The far-right Confederation (Konfederacja) group will use the new parliamentary session to propose an “anti-LGBT law” that would “ban LGBT”. It will also put forward measures to restrict abortion and to prevent the “Holocaust industry” from using a new American law to profit from Jewish property restitution in Poland.

The plans were outlined in an interview with Rzeczpospolita by Janusz Korwin-Mikke, the leading figure in Confederation, an alliance of nationalists and right-wing libertarians that entered parliament with 7% of the vote at this month’s elections. Since its formation earlier this year, Confederation’s campaigning has sought to stoke opposition to LGBT rights, Jewish property restitution and abortion.

Ahead of May’s European elections, one of the group’s leading figures summed up its main policies as: “We don’t want Jews, homosexuals, abortion, taxes and the European Union”, Another of its leaders, newly elected MP Grzegorz Braun, is one of Poland’s foremost exponents of antisemitic conspiracy theories. He claims that “Jews have waged war against the Polish nation for centuries”, seeking to turn it into a “Jewish state”. Earlier this year he called for homosexuality to be criminalised, with “sodomites sent to prison”.

If Confederation did seek to introduce legislation in these areas, it would be a test for the ruling party. Law and Justice (PiS) has sought to appeal broadly to voters ranging from the centre-right to the nationalist fringe. This has required a balancing act between extreme rhetoric and more moderate language. It has also required PiS to avoid taking action in certain controversial areas, fearing the loss of more moderate support.

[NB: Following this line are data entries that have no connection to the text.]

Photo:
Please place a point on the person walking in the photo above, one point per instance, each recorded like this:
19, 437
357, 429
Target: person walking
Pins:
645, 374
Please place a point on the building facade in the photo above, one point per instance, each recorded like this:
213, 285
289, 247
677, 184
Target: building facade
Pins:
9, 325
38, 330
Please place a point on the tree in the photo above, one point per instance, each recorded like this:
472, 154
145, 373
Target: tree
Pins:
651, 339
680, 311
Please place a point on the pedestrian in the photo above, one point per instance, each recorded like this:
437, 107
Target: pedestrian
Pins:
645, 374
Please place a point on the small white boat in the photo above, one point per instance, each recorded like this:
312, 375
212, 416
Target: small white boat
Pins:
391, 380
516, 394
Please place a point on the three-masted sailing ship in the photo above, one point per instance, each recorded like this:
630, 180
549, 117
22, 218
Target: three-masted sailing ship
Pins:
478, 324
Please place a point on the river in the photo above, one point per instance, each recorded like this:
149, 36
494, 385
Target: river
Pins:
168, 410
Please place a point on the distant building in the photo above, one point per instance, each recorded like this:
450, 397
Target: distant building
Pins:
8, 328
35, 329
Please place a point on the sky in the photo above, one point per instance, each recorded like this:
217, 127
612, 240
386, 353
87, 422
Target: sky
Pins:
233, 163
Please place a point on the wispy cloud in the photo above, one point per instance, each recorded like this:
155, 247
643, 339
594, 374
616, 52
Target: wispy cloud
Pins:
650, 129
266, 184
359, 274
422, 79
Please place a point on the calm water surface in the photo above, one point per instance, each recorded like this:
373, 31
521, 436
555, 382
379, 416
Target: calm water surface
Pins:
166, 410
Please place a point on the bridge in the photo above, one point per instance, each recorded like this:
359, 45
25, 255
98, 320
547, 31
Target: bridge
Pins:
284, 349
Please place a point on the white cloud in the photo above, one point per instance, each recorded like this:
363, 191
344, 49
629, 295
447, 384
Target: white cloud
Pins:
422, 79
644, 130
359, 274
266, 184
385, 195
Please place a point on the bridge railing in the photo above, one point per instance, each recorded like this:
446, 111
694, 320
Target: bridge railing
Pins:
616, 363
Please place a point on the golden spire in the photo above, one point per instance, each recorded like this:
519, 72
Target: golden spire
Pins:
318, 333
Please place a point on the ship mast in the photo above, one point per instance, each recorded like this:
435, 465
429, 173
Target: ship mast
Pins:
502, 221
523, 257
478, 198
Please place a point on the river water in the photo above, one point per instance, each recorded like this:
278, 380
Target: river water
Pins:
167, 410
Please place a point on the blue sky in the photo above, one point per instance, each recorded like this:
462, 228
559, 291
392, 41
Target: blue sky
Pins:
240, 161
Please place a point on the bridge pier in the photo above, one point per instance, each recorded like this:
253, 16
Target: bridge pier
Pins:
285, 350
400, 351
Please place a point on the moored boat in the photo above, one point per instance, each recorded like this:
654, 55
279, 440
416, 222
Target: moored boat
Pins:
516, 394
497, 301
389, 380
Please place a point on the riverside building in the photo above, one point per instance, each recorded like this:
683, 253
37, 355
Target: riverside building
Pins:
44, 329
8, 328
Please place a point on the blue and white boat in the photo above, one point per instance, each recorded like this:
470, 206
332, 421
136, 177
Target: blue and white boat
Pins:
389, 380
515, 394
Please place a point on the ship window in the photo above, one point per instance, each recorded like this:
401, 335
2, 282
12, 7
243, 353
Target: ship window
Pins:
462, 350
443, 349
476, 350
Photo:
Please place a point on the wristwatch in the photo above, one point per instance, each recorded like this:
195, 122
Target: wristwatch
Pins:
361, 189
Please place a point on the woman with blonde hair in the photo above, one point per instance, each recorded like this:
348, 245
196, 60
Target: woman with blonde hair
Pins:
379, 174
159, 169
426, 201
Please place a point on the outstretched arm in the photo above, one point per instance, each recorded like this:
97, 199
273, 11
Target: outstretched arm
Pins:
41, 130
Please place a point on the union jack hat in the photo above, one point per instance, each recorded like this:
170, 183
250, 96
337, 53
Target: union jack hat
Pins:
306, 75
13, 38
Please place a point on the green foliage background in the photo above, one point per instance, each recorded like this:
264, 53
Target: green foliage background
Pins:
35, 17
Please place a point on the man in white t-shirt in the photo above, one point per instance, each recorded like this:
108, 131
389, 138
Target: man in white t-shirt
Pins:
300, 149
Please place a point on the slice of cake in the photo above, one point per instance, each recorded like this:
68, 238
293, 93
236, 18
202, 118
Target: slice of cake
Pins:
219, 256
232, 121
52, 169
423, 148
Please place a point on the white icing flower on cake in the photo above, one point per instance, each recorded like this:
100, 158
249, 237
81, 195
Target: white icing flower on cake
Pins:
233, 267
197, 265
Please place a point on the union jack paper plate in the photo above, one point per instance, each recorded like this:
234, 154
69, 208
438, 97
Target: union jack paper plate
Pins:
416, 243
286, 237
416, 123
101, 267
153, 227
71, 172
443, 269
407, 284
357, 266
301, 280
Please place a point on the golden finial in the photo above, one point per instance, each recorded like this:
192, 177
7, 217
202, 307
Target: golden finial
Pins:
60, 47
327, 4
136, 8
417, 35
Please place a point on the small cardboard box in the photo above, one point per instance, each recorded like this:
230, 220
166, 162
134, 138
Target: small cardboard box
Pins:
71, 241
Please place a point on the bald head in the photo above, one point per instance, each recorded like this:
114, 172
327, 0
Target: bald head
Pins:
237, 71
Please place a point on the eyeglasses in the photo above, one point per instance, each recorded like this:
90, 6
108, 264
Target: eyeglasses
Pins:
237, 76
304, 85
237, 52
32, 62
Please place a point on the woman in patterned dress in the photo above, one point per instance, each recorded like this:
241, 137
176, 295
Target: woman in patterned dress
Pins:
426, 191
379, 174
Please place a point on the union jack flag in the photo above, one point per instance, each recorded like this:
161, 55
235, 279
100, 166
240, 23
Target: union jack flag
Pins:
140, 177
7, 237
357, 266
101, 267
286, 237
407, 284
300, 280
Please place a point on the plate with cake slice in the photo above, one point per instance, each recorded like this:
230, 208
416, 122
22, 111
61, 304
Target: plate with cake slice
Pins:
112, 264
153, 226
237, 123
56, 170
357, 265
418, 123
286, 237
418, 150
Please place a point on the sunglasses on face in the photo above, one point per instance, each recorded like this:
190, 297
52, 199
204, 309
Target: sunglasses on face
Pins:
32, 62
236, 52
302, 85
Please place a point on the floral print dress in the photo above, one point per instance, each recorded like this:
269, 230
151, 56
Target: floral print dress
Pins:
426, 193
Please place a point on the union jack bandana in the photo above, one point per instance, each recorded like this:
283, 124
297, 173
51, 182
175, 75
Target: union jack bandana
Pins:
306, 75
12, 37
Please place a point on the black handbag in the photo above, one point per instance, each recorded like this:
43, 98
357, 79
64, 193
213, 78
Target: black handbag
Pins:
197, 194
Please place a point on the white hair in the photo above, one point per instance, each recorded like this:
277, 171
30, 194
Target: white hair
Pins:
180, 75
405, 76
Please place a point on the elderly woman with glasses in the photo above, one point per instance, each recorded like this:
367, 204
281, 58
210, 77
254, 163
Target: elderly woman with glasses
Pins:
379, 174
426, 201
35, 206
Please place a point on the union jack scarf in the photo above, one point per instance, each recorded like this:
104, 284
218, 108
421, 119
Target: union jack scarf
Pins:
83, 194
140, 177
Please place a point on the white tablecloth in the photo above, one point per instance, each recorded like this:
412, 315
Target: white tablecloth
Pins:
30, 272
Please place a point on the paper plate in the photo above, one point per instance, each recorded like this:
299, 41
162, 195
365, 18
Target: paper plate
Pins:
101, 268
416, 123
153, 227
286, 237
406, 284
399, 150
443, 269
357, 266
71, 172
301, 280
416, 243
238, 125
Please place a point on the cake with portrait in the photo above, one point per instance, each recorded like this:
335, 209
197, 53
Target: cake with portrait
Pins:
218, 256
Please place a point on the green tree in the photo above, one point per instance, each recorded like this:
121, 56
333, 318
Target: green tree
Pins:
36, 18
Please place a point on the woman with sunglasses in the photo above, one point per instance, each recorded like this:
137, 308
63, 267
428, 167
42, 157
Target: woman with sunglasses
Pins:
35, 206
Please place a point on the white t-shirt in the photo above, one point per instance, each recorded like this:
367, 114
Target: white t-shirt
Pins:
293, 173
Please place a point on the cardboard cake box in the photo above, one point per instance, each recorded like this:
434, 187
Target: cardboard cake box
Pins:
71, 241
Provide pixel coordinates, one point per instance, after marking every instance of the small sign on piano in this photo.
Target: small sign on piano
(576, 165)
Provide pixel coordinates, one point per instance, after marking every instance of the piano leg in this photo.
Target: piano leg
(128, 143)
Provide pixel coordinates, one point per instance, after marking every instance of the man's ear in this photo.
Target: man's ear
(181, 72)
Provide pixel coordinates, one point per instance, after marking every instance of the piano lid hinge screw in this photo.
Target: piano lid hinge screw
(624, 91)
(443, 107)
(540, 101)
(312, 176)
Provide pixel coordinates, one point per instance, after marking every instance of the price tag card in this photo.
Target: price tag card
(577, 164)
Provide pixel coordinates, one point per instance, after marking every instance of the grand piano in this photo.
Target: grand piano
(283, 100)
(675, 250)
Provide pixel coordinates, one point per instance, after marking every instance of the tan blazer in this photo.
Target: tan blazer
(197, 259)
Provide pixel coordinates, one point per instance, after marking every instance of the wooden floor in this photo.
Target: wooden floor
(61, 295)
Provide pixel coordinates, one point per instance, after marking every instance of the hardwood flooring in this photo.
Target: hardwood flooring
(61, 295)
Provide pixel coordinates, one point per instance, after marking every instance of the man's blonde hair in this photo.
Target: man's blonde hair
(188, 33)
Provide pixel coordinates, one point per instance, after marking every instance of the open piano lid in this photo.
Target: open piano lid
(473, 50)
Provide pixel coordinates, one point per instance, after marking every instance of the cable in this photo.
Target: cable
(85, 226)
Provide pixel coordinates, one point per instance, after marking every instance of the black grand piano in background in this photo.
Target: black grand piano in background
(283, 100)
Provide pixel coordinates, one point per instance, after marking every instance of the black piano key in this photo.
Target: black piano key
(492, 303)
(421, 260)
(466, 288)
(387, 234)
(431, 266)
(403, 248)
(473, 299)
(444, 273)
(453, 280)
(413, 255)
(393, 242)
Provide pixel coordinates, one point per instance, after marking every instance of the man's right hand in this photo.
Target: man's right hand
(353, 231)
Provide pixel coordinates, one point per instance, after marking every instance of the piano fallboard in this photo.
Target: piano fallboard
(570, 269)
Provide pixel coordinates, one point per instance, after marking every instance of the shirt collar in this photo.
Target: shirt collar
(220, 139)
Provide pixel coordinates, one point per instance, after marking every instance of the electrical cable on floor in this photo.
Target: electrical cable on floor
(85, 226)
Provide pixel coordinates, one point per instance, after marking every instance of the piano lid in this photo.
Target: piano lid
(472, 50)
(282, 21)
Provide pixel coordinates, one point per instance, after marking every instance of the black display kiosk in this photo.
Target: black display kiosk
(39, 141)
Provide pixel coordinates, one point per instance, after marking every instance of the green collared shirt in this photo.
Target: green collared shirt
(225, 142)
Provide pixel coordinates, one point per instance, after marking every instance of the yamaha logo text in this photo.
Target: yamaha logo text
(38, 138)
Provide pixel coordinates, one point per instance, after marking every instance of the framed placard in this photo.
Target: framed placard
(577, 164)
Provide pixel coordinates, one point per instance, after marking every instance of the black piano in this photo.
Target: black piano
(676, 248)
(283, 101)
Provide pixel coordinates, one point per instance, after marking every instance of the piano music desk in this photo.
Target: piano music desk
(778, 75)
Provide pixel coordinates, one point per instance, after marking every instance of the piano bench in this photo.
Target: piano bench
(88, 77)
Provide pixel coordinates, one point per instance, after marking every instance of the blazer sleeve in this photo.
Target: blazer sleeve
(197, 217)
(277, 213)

It is in these areas that Confederation intends to demonstrate that one “cannot believe in PiS’s assurances” because “it is afraid of voters’ reaction”, says Korwin-Mikke. On abortion, for example, despite regular claims from senior PiS figures that the party wants to tighten the law, it twice backed away from doing so during the last parliamentary term following mass “black protests” led by women.

PiS has also sought to avoid the topic of Jewish property restitution, an issue that risks causing tension with its American allies. A bipartisan group of 88 US senators recently called on the Trump administration to push Poland to introduce restitution legislation. The Justice for Uncompensated Survivors (JUST) Act, signed by President Trump last year, requires the State Department to monitor and report on restitution of Holocaust survivors’ assets. Confederation claims that the law is an attempt by Jews to extort billions of zloty from Poland, with one of its leaders accusing PiS of “wanting to sell Poland to the Jews”.

Even on LGBT issues, despite PiS leading an anti-LGBT campaign during this year’s elections, it may be wary of going beyond homophobic rhetoric and introducing specific legislation. That would risk alienating more moderate supporters, could prompt further protests, and would put the government under further international pressure.

However, for Confederation to submit legislation it would require the backing of at least 15 MPs, and the group only has 11. If PiS maintains discipline in its parliamentary caucus, this would leave Confederation with few other potential allies. PiS spokesman Radosław Fogiel responded to Korwin-Mikke’s interview by accusing him of grandstanding.

Fogiel says that the new parliamentary term will see MPs from both the far right and the left “throwing ideas” around simply to “cause outrage”. However, the issue highlights the challenges that await PiS in the new parliamentary term, when it will face not only an organised challenge from the far right, but also the return of the left to the Sejm.